Wir sitzen noch gar nicht lange am Tisch, da kommt ein junges Mädchen mit Getränken und kurz danach mit einer Platte vorbei, auf der eine Auswahl an verschiedenen Speisen liegt, die alle ausgesprochen lecker aussehen.

„Bediene dich!", bietet Ramon an.

Dabei macht er mit der Hand eine einladende Geste in Richtung des Essens. Ich schiebe nach kurzem Zögern meinen Teller näher an die Platte heran und nehme mir von allem etwas. Anfänglich bin ich noch etwas zurückhaltend, was Ramon wohl bemerkt.

„Wir sind hier nicht im Schloss. Du brauchst nicht auf die Etikette zu achten", meint er.

Ich lächle etwas verlegen, dann aber macht sich doch mein Bärenhunger bemerkbar und ich lange ordentlich zu. Mir ist egal ob die anderen wissen, dass ich eine Prinzessin bin. Ich habe Hunger!

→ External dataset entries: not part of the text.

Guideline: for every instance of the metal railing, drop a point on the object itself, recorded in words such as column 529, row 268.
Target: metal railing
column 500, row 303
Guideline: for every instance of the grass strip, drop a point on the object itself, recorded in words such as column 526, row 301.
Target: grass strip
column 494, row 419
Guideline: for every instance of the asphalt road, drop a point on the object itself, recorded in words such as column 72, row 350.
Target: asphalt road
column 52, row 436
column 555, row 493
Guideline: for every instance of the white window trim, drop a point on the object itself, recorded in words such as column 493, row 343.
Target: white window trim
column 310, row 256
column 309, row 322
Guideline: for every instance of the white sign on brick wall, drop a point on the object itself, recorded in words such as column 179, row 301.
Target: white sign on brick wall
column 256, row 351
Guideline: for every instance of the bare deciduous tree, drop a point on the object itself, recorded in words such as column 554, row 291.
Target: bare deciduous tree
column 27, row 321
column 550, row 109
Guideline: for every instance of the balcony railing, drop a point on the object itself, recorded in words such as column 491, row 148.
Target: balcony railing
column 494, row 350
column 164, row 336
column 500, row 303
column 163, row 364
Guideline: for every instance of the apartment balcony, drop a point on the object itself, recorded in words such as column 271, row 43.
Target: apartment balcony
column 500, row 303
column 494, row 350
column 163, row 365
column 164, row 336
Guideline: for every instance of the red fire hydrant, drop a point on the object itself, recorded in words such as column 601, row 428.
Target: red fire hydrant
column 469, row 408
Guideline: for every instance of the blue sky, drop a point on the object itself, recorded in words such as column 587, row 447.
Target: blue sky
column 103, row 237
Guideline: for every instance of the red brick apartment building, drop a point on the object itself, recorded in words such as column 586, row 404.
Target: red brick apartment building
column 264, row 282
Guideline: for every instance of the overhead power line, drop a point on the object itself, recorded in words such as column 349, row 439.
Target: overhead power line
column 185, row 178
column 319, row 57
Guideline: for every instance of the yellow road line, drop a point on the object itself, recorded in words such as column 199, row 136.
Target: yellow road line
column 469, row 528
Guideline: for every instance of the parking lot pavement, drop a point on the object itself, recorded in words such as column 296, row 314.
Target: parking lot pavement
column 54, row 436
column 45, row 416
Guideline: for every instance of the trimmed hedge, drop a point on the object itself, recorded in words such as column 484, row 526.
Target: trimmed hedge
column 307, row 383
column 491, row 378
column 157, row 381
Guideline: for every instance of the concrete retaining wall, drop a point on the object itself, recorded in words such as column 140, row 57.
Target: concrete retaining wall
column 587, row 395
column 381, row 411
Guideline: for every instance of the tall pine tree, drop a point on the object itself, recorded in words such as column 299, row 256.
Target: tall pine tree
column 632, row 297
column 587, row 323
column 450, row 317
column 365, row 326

Ich probiere zunächst eine Gabel von jedem der verschiedenen, für mich unbekannten Gerichte und muss feststellen, dass sie nicht nur gut aussehen, sondern auch vorzüglich schmecken. Danach lege ich mir die Reihenfolge zurecht, in der ich mich über die einzelnen Speisen hermache. Wie schon als kleines Kind, spare ich mir das, was ich denke, dass es mir am besten schmeckt, für zuletzt auf.